Some technologies may be provided by third-party services used on our website, for example:

• Stripe: To support payment processing and fraud prevention
• Google OAuth: To support sign-in with Google accounts

9.3 Consent and Managing Cookies

Where required by law, we will ask for your consent before placing or using non-essential cookies or similar technologies. You can change your preferences at any time through our cookie controls, where available, or through your browser settings.

Disabling strictly necessary cookies may affect the operation of our website or prevent certain services from working properly.

10. Third-Party Data Sharing

We do not sell your personal data. We share personal data only where necessary with carefully selected service providers who help us operate our services.

We require our service providers to protect personal data appropriately and use it only as necessary for the relevant services or as otherwise permitted by law.

Other Circumstances for Sharing

We may also disclose personal data where necessary:

• To comply with legal obligations, court orders, or lawful requests from public authorities
• To protect our rights, property, users, or the public
• In connection with a business sale, merger, restructuring, or acquisition
• With your consent or at your direction

11. International Data Transfers

Some of our service providers may process or make personal data accessible outside the United Kingdom. Where this happens, we will only transfer personal data where permitted by UK data protection law and where appropriate safeguards are in place.

• Transfers to countries or territories covered by UK adequacy regulations
• Transfers subject to approved contractual safeguards, such as the International Data Transfer Agreement, Addendum, or other recognised transfer mechanisms where appropriate
• Other lawful transfer mechanisms or exceptions permitted under UK data protection law

12. Children's Privacy

Our services are not intended for anyone under the age of 18, and we do not knowingly collect personal data from children.

If we become aware that we have collected personal data from a child under 18, we will take reasonable steps to delete that information. If you believe this has happened, please contact us at info@mycruisescout.co.uk.

13. Changes to This Privacy Policy

We may update this Privacy Policy from time to time to reflect changes in our practices, services, technology, or legal requirements.

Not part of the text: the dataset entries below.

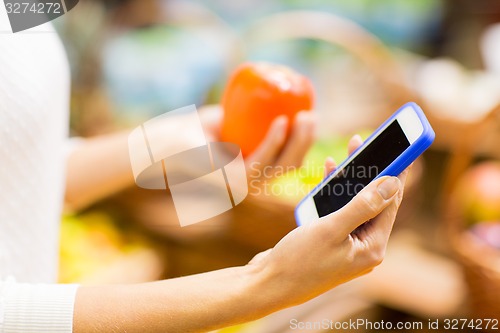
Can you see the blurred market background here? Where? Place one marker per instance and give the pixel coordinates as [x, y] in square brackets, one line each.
[134, 59]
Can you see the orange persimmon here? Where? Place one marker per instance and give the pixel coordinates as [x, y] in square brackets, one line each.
[255, 95]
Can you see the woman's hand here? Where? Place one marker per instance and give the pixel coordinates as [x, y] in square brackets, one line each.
[337, 248]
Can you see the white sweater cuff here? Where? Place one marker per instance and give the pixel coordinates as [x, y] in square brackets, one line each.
[36, 307]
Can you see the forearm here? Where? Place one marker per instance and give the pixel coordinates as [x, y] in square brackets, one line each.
[195, 303]
[100, 166]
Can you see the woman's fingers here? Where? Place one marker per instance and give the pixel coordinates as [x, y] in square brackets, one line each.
[300, 140]
[330, 165]
[268, 150]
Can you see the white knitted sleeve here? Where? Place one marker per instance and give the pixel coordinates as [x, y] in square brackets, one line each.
[36, 307]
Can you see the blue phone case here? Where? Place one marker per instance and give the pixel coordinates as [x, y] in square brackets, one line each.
[402, 161]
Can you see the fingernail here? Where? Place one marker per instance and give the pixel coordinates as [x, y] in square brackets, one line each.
[388, 188]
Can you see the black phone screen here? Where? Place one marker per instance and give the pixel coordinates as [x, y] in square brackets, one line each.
[367, 165]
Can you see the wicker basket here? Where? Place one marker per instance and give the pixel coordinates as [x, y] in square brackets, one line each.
[481, 263]
[261, 221]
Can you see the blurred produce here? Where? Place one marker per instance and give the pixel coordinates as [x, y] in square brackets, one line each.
[177, 67]
[455, 93]
[256, 94]
[488, 232]
[94, 250]
[292, 186]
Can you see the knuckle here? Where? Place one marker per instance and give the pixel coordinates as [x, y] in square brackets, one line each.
[370, 204]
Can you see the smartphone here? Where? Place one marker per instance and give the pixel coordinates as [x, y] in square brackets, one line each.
[387, 152]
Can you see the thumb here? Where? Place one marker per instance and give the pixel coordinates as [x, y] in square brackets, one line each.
[366, 205]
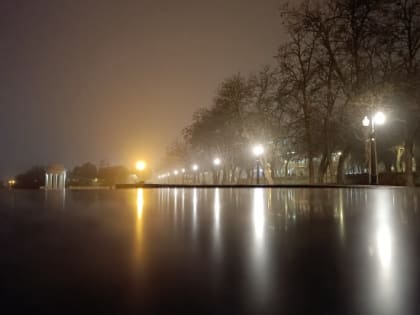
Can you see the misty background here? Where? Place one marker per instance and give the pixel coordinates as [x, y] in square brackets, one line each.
[118, 80]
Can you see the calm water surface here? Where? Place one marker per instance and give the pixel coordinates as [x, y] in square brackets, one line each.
[206, 251]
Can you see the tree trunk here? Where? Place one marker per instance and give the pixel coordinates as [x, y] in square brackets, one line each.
[286, 168]
[267, 172]
[323, 166]
[408, 157]
[340, 166]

• We will update the "Last Updated" date at the top of this policy
• Where appropriate, we may notify account holders by email or through the website
• If a change requires consent under applicable law, we will request that consent

We encourage you to review this Privacy Policy periodically.

14. Contact Us and Data Protection Requests

If you have questions, concerns, or requests about this Privacy Policy or how we use personal data, please contact us:

To help us process your request, please include:

• Your full name and the email address associated with your account
• A clear description of your request or concern
• Any relevant supporting information

We may need to verify your identity before acting on your request.

15. Complaints and Regulatory Authority

If you are unhappy with how we have handled your personal data or your privacy concerns, you have the right to complain to the Information Commissioner's Office (ICO), the UK supervisory authority for data protection matters.